I’m reminded of Emerson’s winningly perverse advice about reading:
Do not attempt to be a great reader; and read for facts, and not by the bookful. … Stop, if you find yourself becoming absorbed, at even the first paragraph.
Emerson, always seeking to put up another fortification around the self’s besieged keep, worried that if you allowed yourself to become too engrossed in a book, you’d fall under the spell of the writer’s words and that would prevent you from hearing your own inner voice. His was an anxiety of influence.

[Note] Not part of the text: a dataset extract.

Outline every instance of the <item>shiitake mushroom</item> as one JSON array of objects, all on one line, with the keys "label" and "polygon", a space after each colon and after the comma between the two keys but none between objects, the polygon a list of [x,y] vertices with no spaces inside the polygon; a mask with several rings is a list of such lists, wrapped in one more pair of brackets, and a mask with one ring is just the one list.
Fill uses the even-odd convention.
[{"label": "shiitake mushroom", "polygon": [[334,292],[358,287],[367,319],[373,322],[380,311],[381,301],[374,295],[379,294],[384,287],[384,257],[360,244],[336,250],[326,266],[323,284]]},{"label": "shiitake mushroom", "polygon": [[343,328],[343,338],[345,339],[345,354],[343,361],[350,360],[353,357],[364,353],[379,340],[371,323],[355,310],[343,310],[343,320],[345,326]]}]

But Garber’s celebration of magpie reading stems from a not entirely dissimilar place: what is whim if not a deep expression of personal autonomy? Whim is the self at play. And surely magpie reading — a paragraph or two of Austen, a stanza of Heaney, a page of Borges — is a thing to be celebrated. It’s like going through a box of chocolates, each with a different filling.
But is whim really best served by an elaborate mechanism? Is “the linear project” (note to self: good band name) really as unaccommodating of whimsy as Garber suggests? She traces the allegedly whimsy-producing e-reader back to a 16th-century contraption for “book-borne snacking” that looked like this:
Holy mackerel. That looks more like a whimsy-destroying machine. It’s the literary equivalent of a chastity belt. I mean, look at the poor guy’s expression.
As you approach your first Vegas-style dinner buffet, you of course expect it to be more accommodating of whimsy and whim than a meal prepared as a linear project by a single chef and served sequentially, from course 1 to course 4. But when you reel away from the buffet, bloated, gassy, and dissatisfied, all the dishes having blurred together on your palate and in your mind, you realize that what you had taken for whim and whimsy was nothing more than self-indulgence.
Garber points to Moby Dick as being snackworthy. And it’s certainly that—every sentence a bon-bon. But what Garber loses sight of is that to read Moby Dick in its entirety—sequentially, as a linear project—is to let whimsy and whim truly run wild. Has a more whimsical book been written? One of the great things about reading a good book, or enjoying any kind of art, is that our own sense of whim and whimsy gets to be magnified by the artist’s sense of whim and whimsy. There’s whimsy, and then there’s deep whimsy. The former is a cinch; the latter actually takes a little effort, requires a little resistance to the easy but fleeting pleasures of self-indulgence. If the e-reader makes it easier to avoid the linear project, it’s not so much accommodating whim and whimsy as it is rendering them a little less liberating, a little more mundane.
Whim is not synonymous with caprice. The magpie is more capricious than the hawk, but the hawk is infinitely more whimsical than the magpie. Ted Hughes understood that:
The convenience of the high trees!
The air’s buoyancy and the sun’s ray
Are of advantage to me;
And the earth’s face upward for my inspection.My feet are locked upon the rough bark.
It took the whole of Creation
To produce my foot, my each feather:
Now I hold Creation in my foot …
Whim’s most whimsical when it has a will.
Photo by Mafue.
“deep whimsy”
….immediately made me think of what C.S. Lewis referred to in Narnia, as ‘deep magic’. Same thing. ;-)
We don’t get deep anything without effort.
Reading, like writing, is a nonlinear activity. Just as the writer can go back and edit his previous writing, the reader can go back and forth to read and reread different sections. This is embodied in the printed book format, but I have yet to see an ebook implementation of anything as simple as footnotes that is as easy to use as print.
“Whim’s most whimsical when it has a will”
Which wills its way to whimsy still.
Nice iambs. My line’s a bit clumsier.
Not all concurrent reading is whimsical. I’m reading my way through Alan Ryan’s magisterial history of political philosophy “On Politics”, which rewards dipping into some of its source texts. There are limits – if I were to read through everything he references, I’d be looking at a two – three year reading project and would have lost the sweep of history he portrays – but sampling from some of the more important texts has been a heady, rewarding experience.
Technology facilitates this. It makes a reference work like On Politics as light as my Kindle. It lets me flip between Locke’s Second Treatise and a good commentary with a tap of the button, it lets me listen to Leviathan on a long walk. I can’t see myself doing this without these aids. You’ve done important work highlighting the frivolous aspects of this, but there’s a lot to say about the other edge of the sword.